Constantinos Christodoulou is an Assistant Professor at the Department of Mechanical Engineering and Materials Science and Engineering, Cyprus University of Technology. He previously served at the Higher Technical Institute (Mechanical Engineering Department) and holds a PhD from Brunel University (UK). His expertise spans vibration analysis, materials processing (OPVs), and automation technologies. Education: PhD in Mechanical Engineering, Brunel University (UK) Engineering Council Part 2 diploma (UK) Higher National Diploma, Higher Technical Institute Research focuses on fault diagnosis in mechanical systems, sensor integration, and advanced materials testing. He has provided over 200 consultancy services to industry/government for material testing and instrument calibration. Active in teaching Engineering Measurements, CAD (AUTOCAD), and oversees final-year projects. Member of the Optoelectronics Group and Outdoor PV Group at CUT.

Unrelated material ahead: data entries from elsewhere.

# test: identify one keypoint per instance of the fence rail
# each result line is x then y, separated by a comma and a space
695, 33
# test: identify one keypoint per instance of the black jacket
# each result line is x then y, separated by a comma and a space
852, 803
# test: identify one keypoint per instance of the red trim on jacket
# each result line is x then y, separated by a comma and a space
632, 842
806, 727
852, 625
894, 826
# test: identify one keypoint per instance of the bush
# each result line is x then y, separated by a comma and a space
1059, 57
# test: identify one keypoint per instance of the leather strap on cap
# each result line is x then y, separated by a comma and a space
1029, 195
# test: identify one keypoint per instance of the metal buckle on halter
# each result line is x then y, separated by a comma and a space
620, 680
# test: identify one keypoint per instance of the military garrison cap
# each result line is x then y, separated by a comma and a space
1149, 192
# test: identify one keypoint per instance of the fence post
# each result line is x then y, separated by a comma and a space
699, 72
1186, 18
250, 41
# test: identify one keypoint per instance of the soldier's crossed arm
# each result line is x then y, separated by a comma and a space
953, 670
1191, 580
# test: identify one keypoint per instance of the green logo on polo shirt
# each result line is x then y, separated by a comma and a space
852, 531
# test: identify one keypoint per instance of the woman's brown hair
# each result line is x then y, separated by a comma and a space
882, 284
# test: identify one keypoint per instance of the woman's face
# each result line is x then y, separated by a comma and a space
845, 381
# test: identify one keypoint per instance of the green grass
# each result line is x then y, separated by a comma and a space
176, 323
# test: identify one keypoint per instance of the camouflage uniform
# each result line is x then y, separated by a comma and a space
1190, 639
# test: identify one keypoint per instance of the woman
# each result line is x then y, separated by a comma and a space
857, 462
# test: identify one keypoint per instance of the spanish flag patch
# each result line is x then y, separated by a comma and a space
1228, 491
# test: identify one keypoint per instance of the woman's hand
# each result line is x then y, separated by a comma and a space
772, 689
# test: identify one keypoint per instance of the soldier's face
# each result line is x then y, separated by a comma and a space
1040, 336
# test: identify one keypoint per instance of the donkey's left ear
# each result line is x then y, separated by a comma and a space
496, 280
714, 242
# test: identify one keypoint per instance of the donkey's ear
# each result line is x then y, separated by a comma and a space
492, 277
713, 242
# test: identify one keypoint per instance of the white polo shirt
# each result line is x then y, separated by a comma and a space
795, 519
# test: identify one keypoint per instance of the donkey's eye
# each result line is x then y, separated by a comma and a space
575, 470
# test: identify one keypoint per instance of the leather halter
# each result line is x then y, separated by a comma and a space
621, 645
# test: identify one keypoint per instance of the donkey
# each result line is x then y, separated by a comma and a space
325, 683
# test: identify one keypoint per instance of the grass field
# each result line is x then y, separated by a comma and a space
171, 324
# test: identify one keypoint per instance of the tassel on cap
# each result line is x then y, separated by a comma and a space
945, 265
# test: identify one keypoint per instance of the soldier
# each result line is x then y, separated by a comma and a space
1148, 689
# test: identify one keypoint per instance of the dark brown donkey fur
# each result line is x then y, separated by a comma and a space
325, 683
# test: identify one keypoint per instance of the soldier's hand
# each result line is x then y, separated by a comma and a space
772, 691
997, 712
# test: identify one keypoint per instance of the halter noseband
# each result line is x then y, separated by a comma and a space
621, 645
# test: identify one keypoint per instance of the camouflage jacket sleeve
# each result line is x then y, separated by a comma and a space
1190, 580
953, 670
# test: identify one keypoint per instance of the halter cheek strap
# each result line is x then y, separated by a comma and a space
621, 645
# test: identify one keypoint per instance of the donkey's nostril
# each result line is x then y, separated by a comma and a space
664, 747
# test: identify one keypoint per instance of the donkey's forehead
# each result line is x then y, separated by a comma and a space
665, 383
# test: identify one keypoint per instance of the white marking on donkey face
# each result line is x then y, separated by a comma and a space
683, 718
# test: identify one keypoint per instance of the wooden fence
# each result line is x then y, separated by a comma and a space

Professor Alexander Chefranov is a distinguished faculty member in the Department of Computer Engineering at Eastern Mediterranean University's Faculty of Engineering in Famagusta, North Cyprus. He has been serving at EMU since 2002, initially as a Visiting Associate Professor until 2009, then as Associate Professor until 2021, and has held the position of Professor since 2021. Originally from Russia/USSR, he earned his Engineer-Mathematician diploma from Taganrog Radio-Engineering Institute in 1978, followed by his PhD (Candidate of Engineering Sciences) in Computer Engineering in 1984, and later his Doctor of Engineering Sciences in 1998. Professor Chefranov's research spans multiple interdisciplinary fields with remarkable breadth. His primary research interests include fluid dynamics and hydrodynamics (particularly vortex dynamics, flow instability, and Navier-Stokes equations), cryptography and information security (with numerous publications on Hill cipher modifications and NTRU-like cryptosystems), image processing and steganography, and machine learning applications in scene recognition and medical imaging. His work demonstrates exceptional versatility across both theoretical mathematics and practical computer science applications. His recent publications through 2025 reveal a continued active research trajectory across all his interest areas, with particular emphasis on hydrodynamic instability theories, advanced cryptographic techniques, and deep learning applications. His work bridges fundamental mathematical physics with cutting-edge computer science applications, demonstrating unusual interdisciplinary range. Professor Chefranov is actively supervising graduate students, currently overseeing two PhD candidates (OLALEKAN EBENEZER IHINKALU and BEHNAM BOJNORDI ARBAB) and one Master's student (AMIRALI HATAMI), whose work focuses on steganalysis using deep learning approaches.
Dr. Andria Nicolaou is an Associate Lecturer at the University of Central Lancashire Cyprus (UCLan Cyprus), specializing in Data Analytics. She holds a PhD in Computer Science (University of Cyprus, 2024), an MSc in Molecular and Applied Physiology (National and Kapodistrian University of Athens, 2019), and a BSc in Computer Engineering with a Biomedical minor (University of Cyprus, 2017). She is also a Research Associate at CYENS Centre of Excellence and has previous roles as a Teaching Assistant at the University of Cyprus and a Research Assistant at the Biomedical Research Foundation of the Academy of Athens. Her research focuses on Biomedical Engineering, particularly in Biomedical Imaging and Biosignal Processing Systems, alongside Explainable Artificial Intelligence (XAI) in healthcare applications. She has published extensively on topics such as MRI analysis in multiple sclerosis (MS) and XAI models for sepsis prediction. Notable awards include the Best Paper Award at the 2023 IEEE EMBS International Conference on Biomedical and Health Informatics and recognition as a finalist in the 2024 She STEMs Symposium for Early-Stage Greek Woman Scientists. Dr. Nicolaou teaches the Exploratory Data Analysis module in the MSc Data Analytics program at UCLan Cyprus. Her work bridges clinical data with advanced AI techniques, emphasizing ethical and interpretable solutions for healthcare challenges. She is a member of the IEEE and the IEEE Engineering in Medicine and Biology Society (EMBS).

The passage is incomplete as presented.